Jim Malfese at the Rod & Reel Pier is seeing an ever-increasing number of catch-and-release snook taking up residence around the pier. As spring turns to summer, these fish will migrate toward the Gulf beaches, and what better place to stop and take a break than at the Rod & Reel Pier. Live shiners work well as bait, as well as pinfish, ladyfish, mojarras. And when these aren’t working, you can rely on a large, live shrimp to get the job done. Also on the hook at the pier: ladyfish, mackerel and jack crevalle. These species are being caught when large schools of bait are around the pier.
Lastly, flounder, mangrove snapper and a couple of catch-and-release redfish are being caught on live shrimp.
Capt. Aaron Lowman is fishing the backcountry of Tampa Bay and its adjacent waters to the east. Targeting catch-and-release snook is a go-to right now for Lowman as the fish provide great action on light tackle and are abundant on the flats. Casting live shiners around oyster bars, grass flats and especially mangrove shorelines yields great results on fish 20-30 inches.
In the same areas as the snook, Lowman is hooking into catch-and-release redfish. The reds seem to be meandering down the shorelines mixed in with schools of mullet, and casting live shiners around the mullet is attracting a bite. Moving to slightly deeper flats, Lowman is finding spotted seatrout. Most catches are in the slot of 15-20 inches.
Lastly, Lowman is catching the beginning of the inshore mangrove snapper bite. Fishing structure in Tampa Bay is beginning to turn on.
Capt. Warren Girle is working his charters on nearshore and offshore structure. Mangrove snapper and Key West grunts are being caught around ledges in 30-50 feet of water, where live shiners combined when a knocker rig work well. On the surface are kingfish and bonito. To catch these high-activity fish, Girle is free-lining live shiners on a long shank hook. When the kings are abundant and in a frenzy, he is adding a wire rig to the long shank hook.

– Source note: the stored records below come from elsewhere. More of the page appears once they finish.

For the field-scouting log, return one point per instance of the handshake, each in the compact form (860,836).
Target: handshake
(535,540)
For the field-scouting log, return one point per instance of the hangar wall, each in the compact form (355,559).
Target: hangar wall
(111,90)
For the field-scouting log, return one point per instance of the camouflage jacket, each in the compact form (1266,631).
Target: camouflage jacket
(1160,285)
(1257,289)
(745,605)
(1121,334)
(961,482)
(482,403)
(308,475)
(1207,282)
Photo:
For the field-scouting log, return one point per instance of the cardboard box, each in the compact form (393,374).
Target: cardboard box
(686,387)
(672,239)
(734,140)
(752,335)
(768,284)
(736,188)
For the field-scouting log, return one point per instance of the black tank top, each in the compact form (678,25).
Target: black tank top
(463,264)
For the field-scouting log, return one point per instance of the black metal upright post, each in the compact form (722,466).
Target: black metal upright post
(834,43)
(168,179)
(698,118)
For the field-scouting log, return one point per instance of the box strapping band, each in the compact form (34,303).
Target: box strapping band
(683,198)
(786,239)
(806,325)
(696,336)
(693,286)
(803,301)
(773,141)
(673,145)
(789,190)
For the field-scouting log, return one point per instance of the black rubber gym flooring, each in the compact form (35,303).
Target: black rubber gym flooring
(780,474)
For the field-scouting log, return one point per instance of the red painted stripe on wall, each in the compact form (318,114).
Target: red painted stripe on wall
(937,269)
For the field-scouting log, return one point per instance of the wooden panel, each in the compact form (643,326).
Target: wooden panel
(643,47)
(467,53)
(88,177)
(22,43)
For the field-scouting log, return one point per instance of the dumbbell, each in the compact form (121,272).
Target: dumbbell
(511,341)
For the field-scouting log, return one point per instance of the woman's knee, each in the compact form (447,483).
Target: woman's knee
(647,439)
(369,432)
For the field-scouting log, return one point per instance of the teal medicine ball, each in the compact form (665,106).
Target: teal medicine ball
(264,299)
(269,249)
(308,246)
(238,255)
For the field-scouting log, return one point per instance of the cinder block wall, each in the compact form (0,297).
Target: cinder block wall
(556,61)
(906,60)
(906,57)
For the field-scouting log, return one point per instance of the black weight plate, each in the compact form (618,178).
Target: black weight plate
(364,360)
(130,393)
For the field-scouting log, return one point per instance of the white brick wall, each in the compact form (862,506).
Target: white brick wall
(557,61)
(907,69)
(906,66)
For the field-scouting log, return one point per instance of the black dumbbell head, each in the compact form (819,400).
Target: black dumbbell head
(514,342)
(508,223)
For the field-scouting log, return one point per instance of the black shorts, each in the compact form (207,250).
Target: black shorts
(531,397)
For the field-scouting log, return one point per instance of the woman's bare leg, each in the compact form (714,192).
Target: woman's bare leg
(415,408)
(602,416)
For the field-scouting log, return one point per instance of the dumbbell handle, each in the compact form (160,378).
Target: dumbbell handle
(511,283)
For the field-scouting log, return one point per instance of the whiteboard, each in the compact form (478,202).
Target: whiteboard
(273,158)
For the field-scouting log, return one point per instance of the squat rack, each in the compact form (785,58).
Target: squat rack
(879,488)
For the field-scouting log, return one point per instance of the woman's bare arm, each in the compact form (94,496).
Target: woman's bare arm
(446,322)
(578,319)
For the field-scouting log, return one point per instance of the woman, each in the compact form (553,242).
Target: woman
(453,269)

Moving inshore, catch-and-release snook are the primary bite. Catch-and-release reds also are being caught, especially around oyster bars and docks.
Lastly, spotted seatrout and mackerel are being taken while fishing the deeper grass flats.
Capt. David White of Anna Maria Charters is on patrol offshore. Bottom fishing with live bait on the surface around offshore wrecks and reefs is providing good action on mangrove and yellowtail snapper, as well as red grouper. Using dead sardines is working as bait, especially for the grouper. Blackfin tuna are in abundance offshore and White is finding numerous candidates interested in his bait. He said live shiners on the surface are working well.
Moving inshore, catch-and-release snook are the primary bite, although catch-and-release redfish and spotted seatrout are taking the hook.
Capt. Jason Stock is finding the blackfin tuna bite is exceptional and irresistible. Targeting these high-speed torpedoes with live baits such as shiners or goggle eyes works well. Lipped plugs and other artificial baits rapidly stripped along the surface can trigger a strike. While targeting tuna, Stock is encountering numerous kingfish.
Switching tactics to bottom fishing is proving well for Stock, too, as mangrove and yellowtail snapper are in abundance offshore. Goliath grouper also are being found while bottom fishing.
Finally, drifting live crabs over offshore wrecks is luring some of the elusive permit to take a bait.